Die Radiopredigten in 1LIVE versuchen hier entgegenzuwirken: Protestanten beschreiben Gott mit Hilfe der biblischen Aussagen, Katholiken holen ihn aus der "Vagheit", indem sie ein sehr persönliches und auf Erfahrungen beruhendes Gottesbild vermittelt. Interessanterweise sehen wir die gleichen sprachlichen Strategien, aber in verstärkter Form auch in unseren ersten Ergebnissen zu Radiopredigten im WDR4. Diese Radiopredigten sind für eine ältere Generation [Zielgruppe Ü50] geschrieben und auch etwas länger als die Beiträge im Jugendsender 1LIVE. Dass verschiedene Studien eine höhere Bindungskraft der Älteren an die Kirchen sehen, passt zu unseren sprachlichen Befunden: denn in den WDR-4-Beiträgen können wir noch einmal deutlich mehr konfessionelle Muster und religiöse Sprache feststellen.

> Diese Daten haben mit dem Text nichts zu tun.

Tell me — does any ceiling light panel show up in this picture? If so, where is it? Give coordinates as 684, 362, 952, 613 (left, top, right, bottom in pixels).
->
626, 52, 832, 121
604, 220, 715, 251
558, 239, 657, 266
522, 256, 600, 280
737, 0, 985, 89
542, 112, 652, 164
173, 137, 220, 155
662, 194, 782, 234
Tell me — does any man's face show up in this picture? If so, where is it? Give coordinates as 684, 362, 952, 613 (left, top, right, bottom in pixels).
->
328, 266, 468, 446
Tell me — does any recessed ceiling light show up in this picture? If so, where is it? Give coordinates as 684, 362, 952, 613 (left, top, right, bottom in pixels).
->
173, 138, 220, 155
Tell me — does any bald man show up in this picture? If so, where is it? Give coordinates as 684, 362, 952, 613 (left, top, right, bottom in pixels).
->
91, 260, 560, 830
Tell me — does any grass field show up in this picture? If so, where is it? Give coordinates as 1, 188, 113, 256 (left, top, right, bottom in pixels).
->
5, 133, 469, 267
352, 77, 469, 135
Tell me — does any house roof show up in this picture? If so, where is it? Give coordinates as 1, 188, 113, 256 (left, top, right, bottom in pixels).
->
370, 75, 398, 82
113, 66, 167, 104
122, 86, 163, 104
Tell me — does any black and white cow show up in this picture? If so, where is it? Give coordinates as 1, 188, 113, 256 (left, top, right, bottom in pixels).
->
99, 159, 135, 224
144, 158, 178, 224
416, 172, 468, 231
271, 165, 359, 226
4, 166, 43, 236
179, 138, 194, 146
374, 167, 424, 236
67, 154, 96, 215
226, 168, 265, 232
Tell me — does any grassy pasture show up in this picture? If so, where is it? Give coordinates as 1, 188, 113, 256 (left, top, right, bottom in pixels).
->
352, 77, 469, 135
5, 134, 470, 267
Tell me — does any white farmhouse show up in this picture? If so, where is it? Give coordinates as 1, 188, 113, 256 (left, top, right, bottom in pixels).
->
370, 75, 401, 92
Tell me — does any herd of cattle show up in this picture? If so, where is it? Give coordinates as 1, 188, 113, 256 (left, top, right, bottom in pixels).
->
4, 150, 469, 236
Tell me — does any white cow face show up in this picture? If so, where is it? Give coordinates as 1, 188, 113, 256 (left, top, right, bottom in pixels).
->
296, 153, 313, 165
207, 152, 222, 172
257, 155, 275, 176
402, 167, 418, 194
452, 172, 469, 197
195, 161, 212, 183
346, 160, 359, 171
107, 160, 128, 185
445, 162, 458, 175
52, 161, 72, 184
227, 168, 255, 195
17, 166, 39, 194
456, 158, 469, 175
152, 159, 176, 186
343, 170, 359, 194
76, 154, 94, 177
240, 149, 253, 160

Frage: Können Sie mir noch etwas zu den Autorinnen und Autoren der Beiträge sagen? Wer engagiert sich da?
Balbach: Auch das unterscheidet sich zwischen Katholiken und Protestanten. Die Katholiken haben einen wesentlich kleineren Kreis an Autorinnen und Autoren und sprechen ihre Beiträge selbst ein. Sie haben sich dafür entschieden, auf professionelle Sprecher zu verzichten, um ein hohes Maß an Authentizität zu erreichen. Die Protestanten haben einen größeren Autorenkreis, aber dafür eine professionelle Sprecherin und einen professionellen Sprecher. Diese beiden tragen die evangelischen Beiträge im Radio vor. Dadurch erreichen sie ein hohes Maß an professioneller Performanz und Wiedererkennung. Als Autorinnen und Autoren engagieren sich bei den Katholiken viele Laien und Theologiestudierende, bei den Protestanten sind es mehr Pfarrleute.
Frage: Und was lässt sich zu der Glaubenseinstellung der Schreibenden sagen?
Balbach: Man sieht, dass der Glaube allen sehr wichtig ist. Aber gerade auf katholischer Seite lässt sich eine Diskrepanz zwischen kirchlicher Lehre und eigenem Glauben feststellen. Wir sehen, dass die jungen Autoren und Autorinnen nicht nur Dinge sagen, die auch aus der Presseabteilung der Kirche kommen könnten. Aber das macht gerade die Authentizität der Beiträge aus.